Le « trésor » de Gérard Lhéritier aux enchères
Dans un mois, à Drouot, des milliers d’épargnants, qui s’estiment floués par la société du Niçois Gérard Lhéritier, espèrent limiter la casse. Leurs manuscrits précieux seront dispersés aux enchères
Il y aura le premier manifeste du surréalisme, vingt et une pages d’André Breton (estimé 800 000 à 1 million d’euros). Le mythique rouleau du Marquis de Sade écrit depuis son cachot de la Bastille (4 à 6 millions) ou encore le manuscrit complet écrit d’une traite intitulé Ursule Mirouët de Balzac (800 000 à 1,2 million).

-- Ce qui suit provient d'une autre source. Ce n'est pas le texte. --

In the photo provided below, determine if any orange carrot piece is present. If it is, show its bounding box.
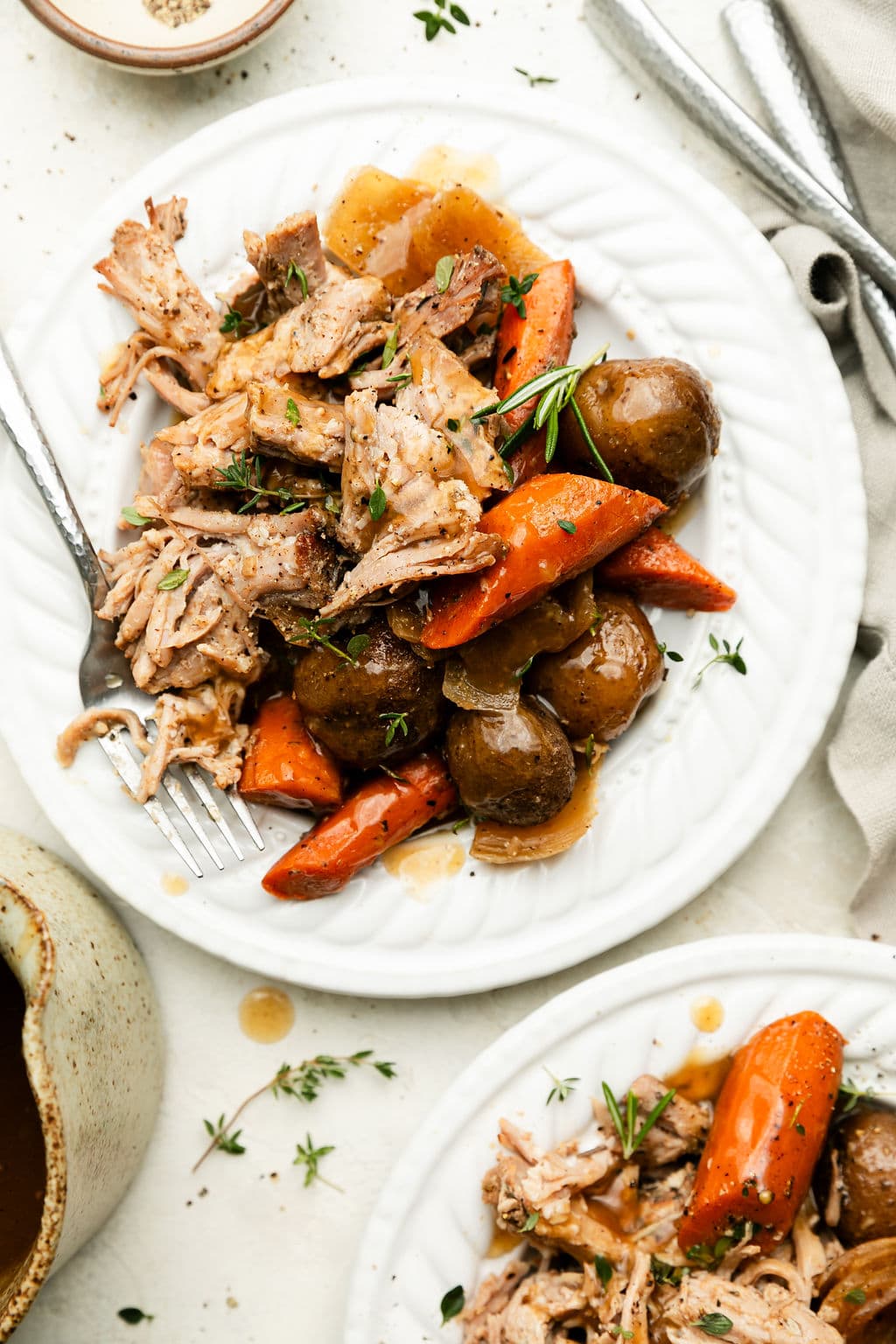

La vente des archives de la société Aristophil du Niçois Gérard Lhéritier (mis en examen pour « escroquerie en bande organisée en 2015, abus de biens sociaux et pratiques commerciales trompeuses »), est prévue le 20 décembre à Drouot à Paris. La première d’une très longue série...
Manuscrits surévalués
Pour éviter un effondrement des prix des manuscrits précieux après la liquidation judiciaire d’Aristophil, société basée à VilleneuveLoubet, le tribunal s’est donné six ans à travers près de 300 ventes pour remettre sur le marché quelque 130 000 oeuvres. Le but est de dédommager le moins mal possible les 18 000 investisseurs qui ont acheté pour 850 millions d’euros 135 000 lettres et manuscrits avec la promesse chimérique de plusvalue à 8 % par an. Un juge d’instruction parisien soupçonne Gérard Lhéritier d’avoir monté une « pyramide de Ponzi », escroquerie qui consiste à se servir de l’apport de nouveaux investisseurs pour payer ceux qui souhaitent récupérer leur mise. L’enquête laisse apparaître que les investisseurs attirés dans les filets d’Aristophil ont, certes, acheté des manuscrits de grande valeur, mais à des cotes surévaluées de 50 à 80 %, selon certains experts. Ce que conteste vigoureusement Gérard Lhéritier (lire par ci-dessous). L’étude Aguttes, chargée d’un colossal inventaire par le tribunal de commerce de Paris, donnera le premier coup de marteau. La collection constituée par Gérard Lhéritier est répartie en trois catégories : les lots de la liquidation, ceux détenus par un propriétaire unique et les lots détenus en indivision (jusqu’à 2 000 personnes pour un même lot). Les 190 lots mis en vente dans un mois sont estimés entre 12 et 16 millions d’euros. Avec l’espoir que l’État ne vienne pas perturber la vente. Celui-ci peut estimer que certaines pièces relèvent des archives publiques historiques et a le droit de les saisir sans bourse délier. Ce qui serait une nouvelle désillusion pour des investisseurs qui les ont, ces derniers temps, accumulées.